Unabhängig von wirtschaftlichen und klimatischen Vorgaben ist für die Golfplatzbetreiber immer noch eine Frage entscheidend: „Wie reagiert der Golfer auf die Tatsache, dass er die Wintermonate vermehrt auf weniger grünem Gras spielt? „Das Ganze ist ein Lernprozess“, stellt Simon Doyle von Troon fest. „Die Golfer müssen sich an die Farbänderung gewöhnen“. Dabei aber spielen Profiturniere eine wesentliche Rolle: Die American Express Championship auf dem Pete Dye Course von La Quinta findet inzwischen auch auf einem Platz statt, der nicht overseeded ist und Teil der PGA Tour ist. Die TV-Übertragung im Fernsehen beweist dem Golfer, dass der Verzicht aufs Overseeding nicht gleichzeitig einen Qualitätsverlust bedeutet. Steigende Nachhaltigkeit bedeutet in diesem Fall eben auch, dass sich der Golfer langsam mit neuen Greenkeeping-Methoden vertraut macht.
Deutliche Kostensenkung
Leichter wird die Überzeugungsarbeit oftmals auch durch Kostenargumente: Auf Privatplätzen in South Carolina, Kalifornien, Georgia, auch in Florida wird in hohem Ausmaß auf Overseeding verzichtet, weil man dort ohnehin fast ausschließlich die eigenen Mitglieder auf dem Platz hat, die sich an die neue Farbgebung schnell gewöhnt haben. Die Kosteneinsparung ist enorm. Die kompletten Kosten für einen Durchschnittsplatz von 60 Hektar werden mit mindestens 600.000 Dollar kalkuliert.
Selbst absolute Top-Anlagen lassen den wasser- und kostenintensiven Saatprozess inzwischen weg. Dies gilt sowohl für Spitzen-Privatclubs wie Yeaman’s Hall nahe Charleston (Bild oben), der zu den 100 besten Plätzen Amerikas zählt, aber auch für das High-End Resort Pinehurst mit seinen neun Golfkursen. Dort begann man bereits 1997, ein wirtschaftlich schwieriges Jahr, mit einer Änderung des Pflegeprogramms. Zuerst wurde das Rough aus dem Overseeding-Programm herausgenommen und blieb braun. Über die Jahre folgten weitere Flächen. Die Kommunikation des Resorts im Hinblick auf die neue Optik war dabei klar positiv: Der Verzicht auf das Overseeding-Programm wurde auch als Rückkehr zu einer traditionelleren und historischen Form des Golfs gefeiert.

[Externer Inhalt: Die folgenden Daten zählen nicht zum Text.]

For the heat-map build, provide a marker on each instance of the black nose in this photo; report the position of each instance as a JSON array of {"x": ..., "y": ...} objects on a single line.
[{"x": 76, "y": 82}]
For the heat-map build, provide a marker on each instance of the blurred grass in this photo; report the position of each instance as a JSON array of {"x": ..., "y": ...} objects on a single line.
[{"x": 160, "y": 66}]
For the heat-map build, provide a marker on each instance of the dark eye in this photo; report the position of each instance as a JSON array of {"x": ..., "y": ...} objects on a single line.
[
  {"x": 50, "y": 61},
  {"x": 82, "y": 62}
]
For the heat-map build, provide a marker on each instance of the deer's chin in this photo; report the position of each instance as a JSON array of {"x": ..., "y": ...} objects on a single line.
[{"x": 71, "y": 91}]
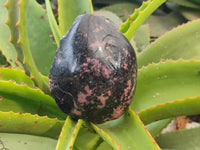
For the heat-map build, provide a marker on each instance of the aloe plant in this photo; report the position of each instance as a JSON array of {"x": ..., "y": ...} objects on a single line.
[{"x": 167, "y": 84}]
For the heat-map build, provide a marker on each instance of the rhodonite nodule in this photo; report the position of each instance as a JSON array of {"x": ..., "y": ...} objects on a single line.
[{"x": 93, "y": 75}]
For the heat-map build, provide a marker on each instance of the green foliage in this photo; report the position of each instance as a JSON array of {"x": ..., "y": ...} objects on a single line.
[{"x": 167, "y": 84}]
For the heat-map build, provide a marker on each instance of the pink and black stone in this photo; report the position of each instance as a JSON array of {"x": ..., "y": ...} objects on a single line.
[{"x": 93, "y": 75}]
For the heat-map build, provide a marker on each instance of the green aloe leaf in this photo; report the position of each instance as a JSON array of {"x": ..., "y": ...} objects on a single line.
[
  {"x": 3, "y": 61},
  {"x": 21, "y": 98},
  {"x": 13, "y": 16},
  {"x": 87, "y": 139},
  {"x": 26, "y": 142},
  {"x": 182, "y": 42},
  {"x": 185, "y": 3},
  {"x": 68, "y": 134},
  {"x": 161, "y": 23},
  {"x": 16, "y": 75},
  {"x": 42, "y": 45},
  {"x": 6, "y": 47},
  {"x": 187, "y": 139},
  {"x": 142, "y": 37},
  {"x": 139, "y": 16},
  {"x": 127, "y": 132},
  {"x": 122, "y": 9},
  {"x": 74, "y": 8},
  {"x": 187, "y": 106},
  {"x": 110, "y": 15},
  {"x": 24, "y": 41},
  {"x": 181, "y": 79},
  {"x": 155, "y": 128},
  {"x": 29, "y": 124},
  {"x": 190, "y": 14},
  {"x": 53, "y": 23}
]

Inzwischen haben sich Amerikas Golfer längst an die braunen Winterplätze gewöhnt, während so mancher internationale Gast auf den ersten Blick vielleicht überrascht auf die Farben reagiert. Nach der ersten Runde ist die Skepsis aber überwunden. Was die Spielqualität von Bermudagras im Winter anbelangt, so ist sie erstklassig. Die Plätze spielen sich fester, die Bälle laufen weiter. „Firm and fast“ ist der Ansatz, den die Architekten der Golfplätze wie Pinehurst oder Yeaman’s Hall bereits Anfang des 20. Jahrhunderts verfolgten, als Golf mit wenigen Mitteln, ohne ein Übermaß an Wasser, Dünger und Personal möglich sein musste. Es funktioniert noch heute bestens.